Мы поговорили о наших детях. Ей казалось забавным, что, в то время как двое ее старших детей готовы сами обзавестись семьями, моему сыну всего лишь шесть лет. Мы поговорили о ее брате, с которым после многолетнего разрыва она наконец помирилась. Об ее отце, умершем в прошлом году. И тут, охваченный теплом общих воспоминаний, я сказал ей:
— Кэтрин, родная, я только что оказал Фрэнсису очень плохую услугу.
— Вот это уж стыдно! — Она посмотрела своими внимательными глазами на мужа. — Что вы там устроили, Люис?
— Да нет, — сказал Фрэнсис. — Просто так все сложилось неудачно. Он не виноват.
— Я правда оказал ему очень плохую услугу.
Я объяснил ей, что произошло. Она знала все о говардовском деле и была категорически за него. Внутренне она ничуть не изменилась. Она до сих пор не утратила своей страсти к справедливости и в этом отношении оставалась все той же, какой я помнил ее и ее брата с самой юности, — может, излишне многословной, может, не слишком оригинальной, но честной до мозга костей.

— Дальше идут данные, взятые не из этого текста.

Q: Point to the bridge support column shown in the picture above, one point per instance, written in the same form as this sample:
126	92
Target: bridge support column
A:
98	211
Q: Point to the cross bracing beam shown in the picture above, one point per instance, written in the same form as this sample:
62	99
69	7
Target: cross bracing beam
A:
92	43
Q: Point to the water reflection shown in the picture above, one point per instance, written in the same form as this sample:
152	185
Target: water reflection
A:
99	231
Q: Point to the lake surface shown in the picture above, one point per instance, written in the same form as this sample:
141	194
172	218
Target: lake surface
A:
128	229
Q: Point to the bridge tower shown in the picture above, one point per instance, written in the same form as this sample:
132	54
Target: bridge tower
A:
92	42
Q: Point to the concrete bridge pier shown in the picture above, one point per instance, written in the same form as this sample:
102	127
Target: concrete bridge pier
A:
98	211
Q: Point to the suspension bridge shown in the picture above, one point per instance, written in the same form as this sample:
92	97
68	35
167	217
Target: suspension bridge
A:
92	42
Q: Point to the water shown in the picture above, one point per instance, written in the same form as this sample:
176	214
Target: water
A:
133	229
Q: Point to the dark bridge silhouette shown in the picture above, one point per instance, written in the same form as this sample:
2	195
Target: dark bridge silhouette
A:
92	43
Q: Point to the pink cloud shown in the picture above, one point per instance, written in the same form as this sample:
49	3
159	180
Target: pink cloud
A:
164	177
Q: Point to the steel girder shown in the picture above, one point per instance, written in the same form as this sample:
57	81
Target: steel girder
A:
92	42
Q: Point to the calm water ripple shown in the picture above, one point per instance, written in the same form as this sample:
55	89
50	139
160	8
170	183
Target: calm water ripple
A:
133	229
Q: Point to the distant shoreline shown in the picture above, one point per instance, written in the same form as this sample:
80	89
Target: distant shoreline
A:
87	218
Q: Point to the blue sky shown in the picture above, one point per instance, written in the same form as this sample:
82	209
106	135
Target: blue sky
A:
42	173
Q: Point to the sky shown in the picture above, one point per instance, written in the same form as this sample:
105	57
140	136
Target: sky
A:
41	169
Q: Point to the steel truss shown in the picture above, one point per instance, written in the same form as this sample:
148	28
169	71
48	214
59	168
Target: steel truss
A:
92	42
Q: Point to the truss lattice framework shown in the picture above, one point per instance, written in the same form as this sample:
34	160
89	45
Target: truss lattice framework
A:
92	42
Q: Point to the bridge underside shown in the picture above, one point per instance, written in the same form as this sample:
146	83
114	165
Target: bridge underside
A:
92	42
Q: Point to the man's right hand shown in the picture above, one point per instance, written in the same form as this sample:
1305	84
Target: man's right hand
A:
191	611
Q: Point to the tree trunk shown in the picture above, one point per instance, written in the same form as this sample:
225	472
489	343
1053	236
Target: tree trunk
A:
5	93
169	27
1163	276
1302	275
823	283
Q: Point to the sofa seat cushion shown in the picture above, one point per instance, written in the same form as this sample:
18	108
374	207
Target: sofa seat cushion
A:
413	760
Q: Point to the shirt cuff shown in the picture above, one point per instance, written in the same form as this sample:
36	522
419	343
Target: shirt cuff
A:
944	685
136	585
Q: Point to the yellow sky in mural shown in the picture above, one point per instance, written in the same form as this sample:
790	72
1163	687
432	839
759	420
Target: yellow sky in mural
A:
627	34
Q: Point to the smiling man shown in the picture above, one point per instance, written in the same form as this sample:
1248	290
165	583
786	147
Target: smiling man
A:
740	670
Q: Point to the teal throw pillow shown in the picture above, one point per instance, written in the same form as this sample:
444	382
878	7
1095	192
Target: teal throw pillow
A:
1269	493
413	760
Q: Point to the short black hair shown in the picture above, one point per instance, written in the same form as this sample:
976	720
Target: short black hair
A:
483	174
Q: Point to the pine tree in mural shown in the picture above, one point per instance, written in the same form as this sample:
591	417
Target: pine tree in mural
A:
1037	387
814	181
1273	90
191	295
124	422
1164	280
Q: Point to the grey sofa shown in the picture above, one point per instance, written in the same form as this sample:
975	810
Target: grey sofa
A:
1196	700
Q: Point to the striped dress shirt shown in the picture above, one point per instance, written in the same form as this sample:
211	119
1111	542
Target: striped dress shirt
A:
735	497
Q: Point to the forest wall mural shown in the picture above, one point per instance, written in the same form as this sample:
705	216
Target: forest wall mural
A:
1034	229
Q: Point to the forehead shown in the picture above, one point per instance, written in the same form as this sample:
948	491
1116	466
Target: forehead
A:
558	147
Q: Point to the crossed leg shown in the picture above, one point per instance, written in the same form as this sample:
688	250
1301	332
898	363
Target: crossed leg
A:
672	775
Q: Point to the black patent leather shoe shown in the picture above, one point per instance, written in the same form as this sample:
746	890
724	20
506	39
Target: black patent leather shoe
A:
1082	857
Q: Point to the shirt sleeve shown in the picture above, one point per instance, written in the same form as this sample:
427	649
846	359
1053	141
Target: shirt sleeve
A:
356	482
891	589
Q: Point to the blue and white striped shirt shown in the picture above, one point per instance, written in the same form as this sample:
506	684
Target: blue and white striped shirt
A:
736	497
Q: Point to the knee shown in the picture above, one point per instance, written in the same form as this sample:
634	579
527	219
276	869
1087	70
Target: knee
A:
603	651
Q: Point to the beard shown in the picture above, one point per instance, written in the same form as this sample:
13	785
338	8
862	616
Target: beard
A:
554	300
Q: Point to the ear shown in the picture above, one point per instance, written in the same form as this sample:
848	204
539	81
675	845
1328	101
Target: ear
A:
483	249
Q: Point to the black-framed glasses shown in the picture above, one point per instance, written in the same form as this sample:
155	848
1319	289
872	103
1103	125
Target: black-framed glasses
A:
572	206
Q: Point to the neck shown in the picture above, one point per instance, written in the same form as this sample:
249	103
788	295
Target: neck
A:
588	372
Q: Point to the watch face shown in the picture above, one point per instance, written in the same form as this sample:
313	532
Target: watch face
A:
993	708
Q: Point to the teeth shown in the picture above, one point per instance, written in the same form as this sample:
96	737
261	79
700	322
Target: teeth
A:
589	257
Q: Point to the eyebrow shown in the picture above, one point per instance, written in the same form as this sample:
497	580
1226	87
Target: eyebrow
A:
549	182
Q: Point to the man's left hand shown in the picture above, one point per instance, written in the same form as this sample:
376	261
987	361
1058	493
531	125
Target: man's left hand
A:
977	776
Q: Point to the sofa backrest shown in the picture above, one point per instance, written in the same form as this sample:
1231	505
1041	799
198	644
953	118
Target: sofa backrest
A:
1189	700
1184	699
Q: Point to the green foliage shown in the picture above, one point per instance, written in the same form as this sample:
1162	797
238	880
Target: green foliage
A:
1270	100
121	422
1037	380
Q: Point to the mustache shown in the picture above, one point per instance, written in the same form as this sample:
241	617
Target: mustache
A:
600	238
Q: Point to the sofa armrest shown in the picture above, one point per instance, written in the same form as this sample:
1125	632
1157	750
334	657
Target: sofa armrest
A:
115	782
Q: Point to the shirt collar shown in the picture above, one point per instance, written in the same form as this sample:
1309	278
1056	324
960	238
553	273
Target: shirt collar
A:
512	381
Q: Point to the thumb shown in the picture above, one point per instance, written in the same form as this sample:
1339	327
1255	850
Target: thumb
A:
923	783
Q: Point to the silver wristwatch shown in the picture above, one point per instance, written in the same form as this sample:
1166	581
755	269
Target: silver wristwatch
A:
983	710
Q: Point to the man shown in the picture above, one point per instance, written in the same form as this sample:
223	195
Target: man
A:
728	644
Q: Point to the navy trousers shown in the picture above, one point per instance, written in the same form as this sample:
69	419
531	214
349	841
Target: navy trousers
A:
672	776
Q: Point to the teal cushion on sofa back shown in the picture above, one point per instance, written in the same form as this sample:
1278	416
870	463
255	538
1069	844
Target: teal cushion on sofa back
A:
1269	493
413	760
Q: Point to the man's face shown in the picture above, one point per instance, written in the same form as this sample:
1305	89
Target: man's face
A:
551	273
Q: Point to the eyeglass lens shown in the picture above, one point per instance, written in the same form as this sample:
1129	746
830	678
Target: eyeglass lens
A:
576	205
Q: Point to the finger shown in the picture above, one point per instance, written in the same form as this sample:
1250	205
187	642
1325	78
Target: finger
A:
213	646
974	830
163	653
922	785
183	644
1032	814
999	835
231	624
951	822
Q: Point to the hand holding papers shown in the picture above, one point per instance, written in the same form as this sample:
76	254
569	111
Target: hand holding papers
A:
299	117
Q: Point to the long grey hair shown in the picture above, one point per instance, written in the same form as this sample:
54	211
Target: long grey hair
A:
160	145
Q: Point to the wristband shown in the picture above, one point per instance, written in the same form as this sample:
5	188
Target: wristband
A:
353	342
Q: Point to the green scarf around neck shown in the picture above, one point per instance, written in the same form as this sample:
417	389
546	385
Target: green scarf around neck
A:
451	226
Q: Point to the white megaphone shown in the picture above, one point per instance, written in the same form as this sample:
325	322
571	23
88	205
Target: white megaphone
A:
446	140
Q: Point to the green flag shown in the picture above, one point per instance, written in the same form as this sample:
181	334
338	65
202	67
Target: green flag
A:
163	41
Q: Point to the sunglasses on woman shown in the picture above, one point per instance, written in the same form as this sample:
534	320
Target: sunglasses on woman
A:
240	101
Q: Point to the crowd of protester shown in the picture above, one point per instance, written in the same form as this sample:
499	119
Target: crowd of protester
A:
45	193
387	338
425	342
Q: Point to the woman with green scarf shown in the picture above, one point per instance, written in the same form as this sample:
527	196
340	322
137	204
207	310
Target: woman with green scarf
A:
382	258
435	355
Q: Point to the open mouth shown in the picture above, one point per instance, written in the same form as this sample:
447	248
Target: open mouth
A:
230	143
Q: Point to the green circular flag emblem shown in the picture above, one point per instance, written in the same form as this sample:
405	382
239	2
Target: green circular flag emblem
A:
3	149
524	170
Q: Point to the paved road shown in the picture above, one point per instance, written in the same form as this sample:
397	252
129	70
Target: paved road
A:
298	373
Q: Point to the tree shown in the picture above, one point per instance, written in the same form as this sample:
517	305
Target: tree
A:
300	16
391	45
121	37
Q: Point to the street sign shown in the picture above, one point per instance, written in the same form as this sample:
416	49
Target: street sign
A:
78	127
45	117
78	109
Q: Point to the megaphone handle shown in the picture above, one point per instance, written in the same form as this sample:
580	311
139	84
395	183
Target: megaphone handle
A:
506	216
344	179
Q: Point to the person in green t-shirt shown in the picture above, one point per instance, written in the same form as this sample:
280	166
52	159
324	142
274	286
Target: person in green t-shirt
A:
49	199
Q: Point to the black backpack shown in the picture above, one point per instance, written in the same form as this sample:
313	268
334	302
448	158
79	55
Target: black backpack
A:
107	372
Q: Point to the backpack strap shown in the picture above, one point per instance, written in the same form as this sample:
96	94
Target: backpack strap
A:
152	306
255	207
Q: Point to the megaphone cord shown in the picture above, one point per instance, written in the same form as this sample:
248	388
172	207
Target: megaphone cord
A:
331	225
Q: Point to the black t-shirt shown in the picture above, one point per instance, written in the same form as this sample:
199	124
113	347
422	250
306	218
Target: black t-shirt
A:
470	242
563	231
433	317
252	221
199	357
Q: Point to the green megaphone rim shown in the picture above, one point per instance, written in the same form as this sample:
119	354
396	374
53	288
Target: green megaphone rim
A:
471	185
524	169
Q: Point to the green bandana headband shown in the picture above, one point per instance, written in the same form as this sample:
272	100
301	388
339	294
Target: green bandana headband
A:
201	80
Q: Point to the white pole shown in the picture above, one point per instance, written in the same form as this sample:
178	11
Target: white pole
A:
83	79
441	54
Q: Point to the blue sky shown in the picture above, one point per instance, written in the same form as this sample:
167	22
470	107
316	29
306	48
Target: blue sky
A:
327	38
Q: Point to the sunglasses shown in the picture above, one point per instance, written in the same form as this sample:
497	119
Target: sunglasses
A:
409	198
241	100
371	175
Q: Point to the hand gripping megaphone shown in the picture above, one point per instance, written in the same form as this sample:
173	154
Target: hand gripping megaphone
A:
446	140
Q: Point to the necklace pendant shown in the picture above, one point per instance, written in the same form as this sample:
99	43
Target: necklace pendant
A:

В те времена это преувеличенное правдолюбие казалось мне типично еврейской чертой; разве мне приходилось встречать кого-нибудь, кроме евреев, кого так же возмущала бы несправедливость? Но теперь я успел прожить с Маргарет не год и не два. Она так же стремилась к справедливости и была так же нетерпима к компромиссам, как любой из моих приятелей-евреев. Будь Маргарет здесь сегодня, она рассудила бы совершенно так же, как Кэтрин.